The Core Fields Every Purchase Order Needs
Whether you use accounting software, a dedicated purchasing tool, or a controlled PDF template, the PO should answer six questions without ambiguity.
- Buyer identity – legal entity name, registered address, and contact for queries.
- Supplier identity – legal name, address, and supplier reference used in your master data.
- Line detail – description, quantity, unit of measure, unit price, and extended price.
- Commercial terms – payment terms, incoterms or delivery location if relevant, and any volume or validity limits.
- Dates – order date, required-by date, and PO validity window if prices are time-bound.
- Internal references – PO number, cost centre or project code, and requester name.

PO numbering and versioning
Use a single sequential PO number space per legal entity. If the commercial detail changes materially after issue, revoke or close the original PO and issue a new version rather than editing silently. Auditors and AP teams both prefer visible version history.
Issuing the PO to the Supplier
Send the PO through the channel your contract specifies—email, supplier portal, or EDI. Ask for written acknowledgement. For services, attach or reference the statement of work so receipt confirmation later has a clear baseline.
Common mistakes that break three-way matching
| Mistake | Typical consequence |
|---|---|
| PO raised after the invoice arrives | Weak audit trail; looks like post-hoc approval |
| Mismatched unit of measure | Quantity mismatch at invoice match |
| Missing tax treatment | VAT corrections delay payment |
| Informal side emails changing price | Dispute between procurement and AP |
A PO is a contract instruction, not a friendly note. Keep commercial changes on-document.
After the PO: Receipt and Invoice Linkage
Operations or the budget owner should confirm receipt or milestone completion. Accounts payable then matches PO, receipt, and invoice. If your team also collects customer payments by card or bank debit, keeping purchasing discipline indirectly protects cash flow; see credit card processing fees and online payment security for related finance controls.
Practical Checklist to Create a Purchase Order Today
- Confirm the requisition is approved and budgeted.
- Select the correct supplier record from master data (avoid one-off free-text duplicates).
- Build line-level detail with clear quantities and prices.
- Apply payment terms consistent with the supplier contract.
- Generate the PO number and issue to the supplier with a clear request for acknowledgement.
- Store the PO where AP can retrieve it without searching inboxes.
When approved invoices are ready for bank execution, ConversorSEPA converts Excel, CSV, or JSON into valid SEPA XML so the payment stage stays as controlled as the PO stage.
Frequently Asked Questions
- What is the difference between a requisition and a purchase order?

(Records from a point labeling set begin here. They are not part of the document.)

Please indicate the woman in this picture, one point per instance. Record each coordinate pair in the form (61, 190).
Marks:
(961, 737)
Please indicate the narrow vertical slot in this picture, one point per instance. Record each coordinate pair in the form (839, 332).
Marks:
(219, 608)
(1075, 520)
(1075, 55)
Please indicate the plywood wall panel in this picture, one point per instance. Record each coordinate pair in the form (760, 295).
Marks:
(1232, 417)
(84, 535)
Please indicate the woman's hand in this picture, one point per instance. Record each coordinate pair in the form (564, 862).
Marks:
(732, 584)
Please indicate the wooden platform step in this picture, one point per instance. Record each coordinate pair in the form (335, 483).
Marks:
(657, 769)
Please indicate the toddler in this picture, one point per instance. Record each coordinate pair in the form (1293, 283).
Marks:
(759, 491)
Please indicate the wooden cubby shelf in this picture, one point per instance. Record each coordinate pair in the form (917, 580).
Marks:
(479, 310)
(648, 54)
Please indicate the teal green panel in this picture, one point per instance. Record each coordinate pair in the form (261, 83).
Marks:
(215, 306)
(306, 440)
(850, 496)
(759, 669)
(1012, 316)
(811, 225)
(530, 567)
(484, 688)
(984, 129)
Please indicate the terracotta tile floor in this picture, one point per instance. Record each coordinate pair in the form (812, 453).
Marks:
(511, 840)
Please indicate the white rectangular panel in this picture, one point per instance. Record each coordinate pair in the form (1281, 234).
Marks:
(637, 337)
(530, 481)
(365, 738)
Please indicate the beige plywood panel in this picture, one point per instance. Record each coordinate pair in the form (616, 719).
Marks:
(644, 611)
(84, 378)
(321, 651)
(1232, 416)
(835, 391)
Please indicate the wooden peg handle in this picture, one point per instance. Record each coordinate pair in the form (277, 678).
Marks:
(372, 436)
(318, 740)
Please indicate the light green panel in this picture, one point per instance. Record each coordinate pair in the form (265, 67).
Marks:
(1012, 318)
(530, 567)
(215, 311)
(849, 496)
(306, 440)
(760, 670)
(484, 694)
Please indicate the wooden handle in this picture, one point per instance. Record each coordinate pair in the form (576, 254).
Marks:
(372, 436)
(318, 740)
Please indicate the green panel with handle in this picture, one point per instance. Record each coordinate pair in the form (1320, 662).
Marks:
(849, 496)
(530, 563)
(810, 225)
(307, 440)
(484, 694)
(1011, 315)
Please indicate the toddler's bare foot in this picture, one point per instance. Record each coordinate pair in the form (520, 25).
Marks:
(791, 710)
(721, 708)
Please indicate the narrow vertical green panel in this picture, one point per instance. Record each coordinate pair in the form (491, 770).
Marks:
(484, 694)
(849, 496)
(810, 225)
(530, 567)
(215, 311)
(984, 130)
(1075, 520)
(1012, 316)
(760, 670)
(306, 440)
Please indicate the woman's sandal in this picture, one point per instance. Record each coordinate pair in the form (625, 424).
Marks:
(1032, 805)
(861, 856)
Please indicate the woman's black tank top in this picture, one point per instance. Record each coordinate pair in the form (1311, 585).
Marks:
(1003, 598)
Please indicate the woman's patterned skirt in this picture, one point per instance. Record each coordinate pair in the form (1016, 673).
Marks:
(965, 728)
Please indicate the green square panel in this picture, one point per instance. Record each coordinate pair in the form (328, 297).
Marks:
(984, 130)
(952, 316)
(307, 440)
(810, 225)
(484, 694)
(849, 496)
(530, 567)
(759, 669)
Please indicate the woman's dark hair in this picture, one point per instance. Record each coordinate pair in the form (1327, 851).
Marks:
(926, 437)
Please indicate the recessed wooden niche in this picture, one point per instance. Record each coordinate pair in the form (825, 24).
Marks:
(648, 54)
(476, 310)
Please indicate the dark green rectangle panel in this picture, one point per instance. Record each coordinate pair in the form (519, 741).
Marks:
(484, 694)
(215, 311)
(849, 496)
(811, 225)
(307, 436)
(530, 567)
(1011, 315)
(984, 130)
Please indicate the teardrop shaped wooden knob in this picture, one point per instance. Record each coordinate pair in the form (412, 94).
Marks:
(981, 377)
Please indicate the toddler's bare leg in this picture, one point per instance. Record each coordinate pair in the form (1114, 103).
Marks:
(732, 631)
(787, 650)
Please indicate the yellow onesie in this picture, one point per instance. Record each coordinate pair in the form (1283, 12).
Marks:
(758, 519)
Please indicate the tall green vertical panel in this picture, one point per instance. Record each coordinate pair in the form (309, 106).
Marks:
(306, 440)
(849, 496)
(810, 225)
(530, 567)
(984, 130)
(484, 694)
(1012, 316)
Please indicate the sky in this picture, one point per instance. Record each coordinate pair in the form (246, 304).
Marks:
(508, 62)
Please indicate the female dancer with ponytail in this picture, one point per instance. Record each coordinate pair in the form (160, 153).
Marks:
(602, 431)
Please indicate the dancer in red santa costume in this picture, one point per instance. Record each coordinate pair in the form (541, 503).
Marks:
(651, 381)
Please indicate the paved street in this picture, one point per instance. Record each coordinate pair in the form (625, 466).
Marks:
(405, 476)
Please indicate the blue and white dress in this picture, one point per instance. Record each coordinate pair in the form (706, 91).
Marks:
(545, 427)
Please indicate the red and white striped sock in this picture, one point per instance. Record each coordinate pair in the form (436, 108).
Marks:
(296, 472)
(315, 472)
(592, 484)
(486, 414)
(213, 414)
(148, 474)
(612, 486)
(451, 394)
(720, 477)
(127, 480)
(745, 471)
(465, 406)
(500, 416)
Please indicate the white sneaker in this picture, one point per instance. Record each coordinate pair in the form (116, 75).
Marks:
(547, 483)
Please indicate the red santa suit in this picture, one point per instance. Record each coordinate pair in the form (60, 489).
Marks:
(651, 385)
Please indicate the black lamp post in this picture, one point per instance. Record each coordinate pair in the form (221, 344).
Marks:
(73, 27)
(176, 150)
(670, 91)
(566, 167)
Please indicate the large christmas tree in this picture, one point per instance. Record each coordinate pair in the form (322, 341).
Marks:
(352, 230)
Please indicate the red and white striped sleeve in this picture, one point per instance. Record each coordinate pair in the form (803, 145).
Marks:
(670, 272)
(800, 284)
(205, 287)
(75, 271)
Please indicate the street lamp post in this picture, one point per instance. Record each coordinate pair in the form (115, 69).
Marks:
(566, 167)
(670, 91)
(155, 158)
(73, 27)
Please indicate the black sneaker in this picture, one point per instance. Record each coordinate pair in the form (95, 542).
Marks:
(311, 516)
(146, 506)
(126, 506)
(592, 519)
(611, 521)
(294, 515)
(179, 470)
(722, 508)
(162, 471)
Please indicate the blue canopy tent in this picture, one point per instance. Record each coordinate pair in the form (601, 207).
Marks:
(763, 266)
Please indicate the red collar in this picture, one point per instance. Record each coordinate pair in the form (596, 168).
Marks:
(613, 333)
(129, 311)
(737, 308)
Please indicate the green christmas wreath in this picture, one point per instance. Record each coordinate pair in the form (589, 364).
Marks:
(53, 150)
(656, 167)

- A requisition is an internal request that captures need, budget, and timing. A purchase order is the formal external commitment to the supplier with line-level commercial detail. Approving a requisition first prevents off-contract buying and gives finance a clean audit trail before money is committed.
- Which fields must every purchase order include?
- At minimum include buyer and supplier identity, line descriptions with quantities and prices, payment and delivery terms, tax treatment, dates, and a unique PO number tied to your entity. Also record the internal requester and coding so accounts payable can match invoices quickly.
- Why do post-dated purchase orders cause problems?
- When a PO is created only after an invoice arrives, auditors and AP teams cannot prove that commercial terms were agreed before the liability arose. That weakens control narratives and slows approvals. Issue POs before supplier performance where possible, or use documented change orders when scope shifts.
- How does a purchase order help three-way matching?
- Three-way matching compares purchase order, receipt or service confirmation, and supplier invoice. A complete PO gives AP a baseline for quantities, prices, and tax so discrepancies route back to procurement or operations instead of stalling in finance with unclear ownership.